Garson neden sonra masadan kalkıp giderken bizimkine döner ve: “Ne olacak Almanya’nın bu hali” der.

Şimdi Türkiye siyasetinin son yıllarına bakıyorum da ben de, “Ne olacak bu Türkiye’nin hali” demekten kendimi alamıyorum.

Ekonomi derseniz berbat, iç siyaset evlere şenlik, dış siyaset ise: “var mı ki” diye size soruyorum.

Gerçekten var mı Türkiye Cumhuriyeti Devleti’nin bir dış siyaseti? Eğer olmuş olsaydı 16 yıl evvel komşularımızla 'sıfır sorun' diye başladığımız serüven bugünkü noktada mı olurdu?

Milletler arası arenada Türkiye’nin bugünkü durumundan TC vatandaşı olarak memnun aklı başında bir Allah’ın kulu var mıdır, yoksa gelişen olaylara biz mi yanlış pencereden bakıyoruz?

Savaşta olabilirsiniz, hatta girmiş olduğunuz savaşı kaybedebilirsiniz de. Topraklarınızın bir kısmı işgal edilmiş olabilir ve geçmiş tarihte olduğu gibi.

Hatırlayın Osmanlı İmparatorluğu'nun son yıllarını; Balkanlar'dan, Kafkasya’dan, Ortadoğu’dan çekildiğimiz yılları.

Ama 'iki ayyaş' diye bugün dalga geçtiğimiz insanlar, çökmüş bir imparatorluğun küllerinden gencecik bir devlet kurdular, hem de hiç eğilip bükülmeden; hem kendi onur ve şereflerini, hem de Türk Milletinin şerefini koruyarak.

Ama son yıllardaki perişan halimize bakar mısınız? Beceriksiz korkak ve pısırık siyasetçiler sayesinde, Türk dış siyaseti yerlerde paspas ediliyor. Bozkurt soyundan gelen Türk Milletinin onuru ve şerefi beş paralık oluyor.

1992 Yılında Ege'de Muavenet zırhlısının vurulmasıyla irtifa kaybettik, Irak’ta askerimizin başına çuval geçirildi; 'müzik notası mı vereceğiz?' diye yetkililerce dalga geçildi. 2004 – 2018 Yılları arasında Yunanistan Ege'de 18 Türk adası ve bir kayalığı işgal etti hiçbir tepki gösterilmedi.

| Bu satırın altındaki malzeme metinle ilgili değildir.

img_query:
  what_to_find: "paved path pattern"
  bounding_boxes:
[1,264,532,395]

En son Papaz Brunson olayı.

Biz içeriden "Ey Amerika, ey Almanya" diye nara atarken, ABD’nin manyak başkanının bir twitiyle baktık ki, ev hapsinde olan papaz Brunson, ertesi gün salıverilmiş.

Yetsin artık bu pısırıklık, Türk Milletinin titreyip topyekûn ayağa kalkması gerekiyor.

Yeter artık! Millet olarak biz bu yapılanların hiç birisini hak etmiyoruz ve son söz olarak da:

“Ya devlet başa ya kuzgun leşe” diyorum.

Kalın sağlıcakla...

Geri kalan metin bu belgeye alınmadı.